Jürgen Klinsmann wird in den nächsten Monaten wieder unbeschwert die Sonne Kaliforniens genießen - sein Nachfolger Joachim Löw muss bereits in seinem Kurzurlaub über den komplizierten Beginn seiner EM-Mission grübeln.

dpa BERLIN. Schon in vier Wochen versammelt der 46 Jahre alte Schwarzwälder sein Personal in Berlin, um nach einer Auszeichnungs-Zeremonie bei Bundespräsident Horst Köhler dann am 16. August in Gelsenkirchen gegen Schweden die neue Länderspiel-Saison zu eröffnen. Die Aufgabe für Löw wird dabei ganz anders aussehen als die von Klinsmann vor der WM. „Man hat letztes Jahr nach dem Confed-Cup gespürt, dass es nicht immer so leicht ist, nach einem kräfteraubenden Turnier wieder gut in die Saison zu starten“, wies der Klinsmann-Nachfolger bereits auf die Unwägbarkeiten hin.

Die deutschen WM-Spieler sind noch bis Ende dieses Monats im Urlaub, bis zum Treffpunkt der Nationalmannschaft am 13. oder 14. August haben sie gerade mal 14 Tage Grundlagen-Training und höchstens ein Bundesliga-Spiel in den Beinen. Möglicherweise sitzen einige Akteure wie Bastian Schweinsteiger, Lukas Podolski oder Per Mertesacker, der zunächst nach seiner Fersen-Operation eine Rehabilitation bestreiten muss, zum Liga-Start sogar auf der Bank. „Es wird unsere Aufgabe sein, die jungen Spieler aufzufangen“, hat Löw schon jetzt als erste Maßnahme festgelegt. Nach dem ebenfalls euphorischen Confederations Cup 2005 hatten Ex-Bundestrainer Klinsmann und Löw im darauf folgenden Länderspiel in den Niederlanden (2:2) extra auf Schweinsteiger und Podolski verzichtet.
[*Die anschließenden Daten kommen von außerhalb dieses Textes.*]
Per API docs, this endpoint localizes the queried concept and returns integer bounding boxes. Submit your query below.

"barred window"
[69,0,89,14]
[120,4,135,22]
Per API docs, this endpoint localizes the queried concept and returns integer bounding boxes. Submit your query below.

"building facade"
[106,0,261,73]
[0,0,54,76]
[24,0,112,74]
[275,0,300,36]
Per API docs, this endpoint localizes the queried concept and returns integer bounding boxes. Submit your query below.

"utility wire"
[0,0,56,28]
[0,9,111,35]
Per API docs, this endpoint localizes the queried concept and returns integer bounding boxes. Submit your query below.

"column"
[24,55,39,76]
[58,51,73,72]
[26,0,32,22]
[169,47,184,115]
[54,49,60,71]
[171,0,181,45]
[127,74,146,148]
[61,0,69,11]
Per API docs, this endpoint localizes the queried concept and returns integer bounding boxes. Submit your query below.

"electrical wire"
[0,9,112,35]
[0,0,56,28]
Auch dieses Mal sind einige „Schutzsperren“ für die Partie gegen die Schweden, die nach dem 0:2 im WM-Achtelfinale heiß auf eine Revanche sein dürften, nicht ausgeschlossen. Schließlich steht schon zwei Wochen später der erste Doppel-Spieltag in der EM-Qualifikation in Stuttgart gegen Irland (2. September) und auswärts gegen San Marino (6. September) an. DFB-Präsident Theo Zwanziger, der nach der WM von seinem scheidenden Chef-Kollegen Gerhard Mayer-Vorfelder die Verantwortung für die Nationalelf übernimmt, sprach schon vom „grauen Alltag“ nach dem Feuerwerk bei der Heim-WM. Für die Suche nach einem neuen Assistenten will sich Löw noch einige Tage Zeit lassen.